Laura’s full head of black hair was only half doused in water as she swam out from the cage and climbed on top of it. Michael shouted from beneath her, "Now keep climbing don’t stop! Keep going until you’re on the top one!"

Laura leaned her weight to the edge of their cage and jumped up to grab the bars of the one above, hauling herself up while the prisoners inside the cage pawed and screamed for her to help them. The force of her jump pushed the cage right off of the huge shelf and into the water. Suddenly all went blue for Michael and he was being forced downward, into the inky-cold depths. He fought against the weight of the cage at first, but he couldn’t do anything about it. His body was halfway out of the gap in the bars when the cage twisted erratically. He heard a groan from below in the water and the battleship jolted backward, toward the ocean. What in the hell’s going on now!

He had only the time to think that before he escaped the cage and swam for his life to the surface, while spots of black started to appear before his eyes. His flailing form broke the surface of the water and he saw Laura peering down at him, sobbing and shouting for him to hurry. Michael tried to yell to her to keep climbing but the ship was jolted again. A whole row of cages exploded off of their shelves and Michael just barely missed being smashed and taken under water by their weight. The water had risen so that he could grab onto the nearest cage and heft himself up to it. He stepped onto it and eased himself onto the top of it, while frenzied hands and arms flailed and grabbed at him, cries for help going horribly unnoticed to him. I have to keep alive first.
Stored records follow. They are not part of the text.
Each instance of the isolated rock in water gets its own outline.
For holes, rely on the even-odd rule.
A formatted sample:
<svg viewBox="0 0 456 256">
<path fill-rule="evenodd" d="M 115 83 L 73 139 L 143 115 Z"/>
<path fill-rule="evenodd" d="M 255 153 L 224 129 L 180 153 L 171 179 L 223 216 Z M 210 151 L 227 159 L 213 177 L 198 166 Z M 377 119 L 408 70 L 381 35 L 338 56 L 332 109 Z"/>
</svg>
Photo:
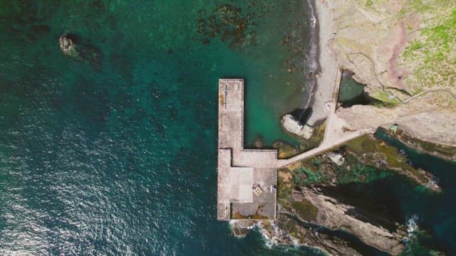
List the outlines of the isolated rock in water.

Always the pragmatist, the other voice crowed.

Growling at himself and at the uneven footing he’d bought himself on top of the cage, Michael finally jumped up to the next and climbed that one. His gaze met Laura’s and he observed she was two cages up, one away from the top cage. A quick glance back downward belayed anymore crippling fear, in that the water seemed to be tapering off, but something told him that they needed to get out anyway—he could have sworn to God that he’d seen something moving at the bottom of the ship, bigger than any passenger or cage.
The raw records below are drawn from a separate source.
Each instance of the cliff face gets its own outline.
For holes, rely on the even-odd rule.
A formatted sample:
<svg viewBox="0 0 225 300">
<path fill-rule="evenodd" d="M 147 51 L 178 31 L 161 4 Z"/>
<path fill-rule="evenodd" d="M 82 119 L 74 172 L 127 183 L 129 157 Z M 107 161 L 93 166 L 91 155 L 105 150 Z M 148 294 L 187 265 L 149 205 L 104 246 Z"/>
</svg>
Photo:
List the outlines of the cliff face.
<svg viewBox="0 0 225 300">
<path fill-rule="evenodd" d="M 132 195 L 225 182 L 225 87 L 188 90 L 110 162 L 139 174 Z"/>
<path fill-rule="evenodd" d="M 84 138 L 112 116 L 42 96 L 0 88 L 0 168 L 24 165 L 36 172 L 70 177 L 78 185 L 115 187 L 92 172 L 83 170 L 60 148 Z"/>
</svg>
Michael was able to get to the top cage about thirty seconds after Laura had perched herself on its dark metal roof but he was afraid they would put too much weight onto it and spill right over into the water. "Hurry up, Laura," he said. "I’ll give you a boost but we have to hurry,"

A fresh volley of blood-curdling screams gripped his attention and he looked downward but saw only a new maelstrom torrent of water below. He could hear someone screaming, "Did you see that?"
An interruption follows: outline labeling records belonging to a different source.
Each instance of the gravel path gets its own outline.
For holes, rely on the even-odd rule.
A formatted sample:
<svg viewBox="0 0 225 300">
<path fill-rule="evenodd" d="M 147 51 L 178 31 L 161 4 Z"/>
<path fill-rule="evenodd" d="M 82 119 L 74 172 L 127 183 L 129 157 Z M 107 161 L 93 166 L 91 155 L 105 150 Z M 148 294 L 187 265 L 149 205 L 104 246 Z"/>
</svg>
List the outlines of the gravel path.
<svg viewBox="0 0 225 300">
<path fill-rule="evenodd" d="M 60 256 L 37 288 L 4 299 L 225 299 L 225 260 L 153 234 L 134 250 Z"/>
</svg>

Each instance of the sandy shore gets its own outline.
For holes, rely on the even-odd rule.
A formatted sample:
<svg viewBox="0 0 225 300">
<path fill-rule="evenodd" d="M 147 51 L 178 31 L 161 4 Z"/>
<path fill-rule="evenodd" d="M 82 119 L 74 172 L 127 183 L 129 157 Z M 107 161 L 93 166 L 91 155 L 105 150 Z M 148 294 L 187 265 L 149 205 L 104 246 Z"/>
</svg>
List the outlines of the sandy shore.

"See what?" Laura murmured.

Michael shook his head and interlocked his fingers and held them out for her to step onto. When her foot was inside his hands he lifted her up into the air and she clutched the side of the catwalk’s brim. "You got it?" He cried out.
Gasping, she replied, "Yeah!"

Michael felt another tremble below his feet and he knew what that preceded—he jumped, the force of the move shoved the cage he’d just been on plummeting into the water. As Michael gripped the safety railing of the catwalk and began to haul himself up, he looked back to see the cage and its screaming occupants plunge into the churning, foaming water below. There, he thought, he could see a thick, darting motion just beneath the surface. "Get up!" He cried.


Michael began to climb and the entire catwalk began to tremble under their weight and while he knew it would hold up for them to get into the doorway and out onto the deck, he needed to be on top of it and as quickly as his aching arms would allow. He heaved himself onto its surface and threw himself into the doorway. The catwalk creaked and groaned and broke off of its setting. Laura screamed and had enough of her body on the catwalk to throw herself at Michael, but he could only grip her arm, right at the elbow joint.


Just as he started to pull her up, below her the surface of the water broke and a mega-mouthed beast with voluminous rows of sharply grooved teeth jerked its gray pointed snout back and forth. The beast’s giant head knocked cages off of their shelves and freed their prisoners into its jaws. Their bloody aftermath declared the water violet, leaving only the screaming of Laura’s voice and those that were too unfortunate to stay below in Michael’s memory for the duration of the day.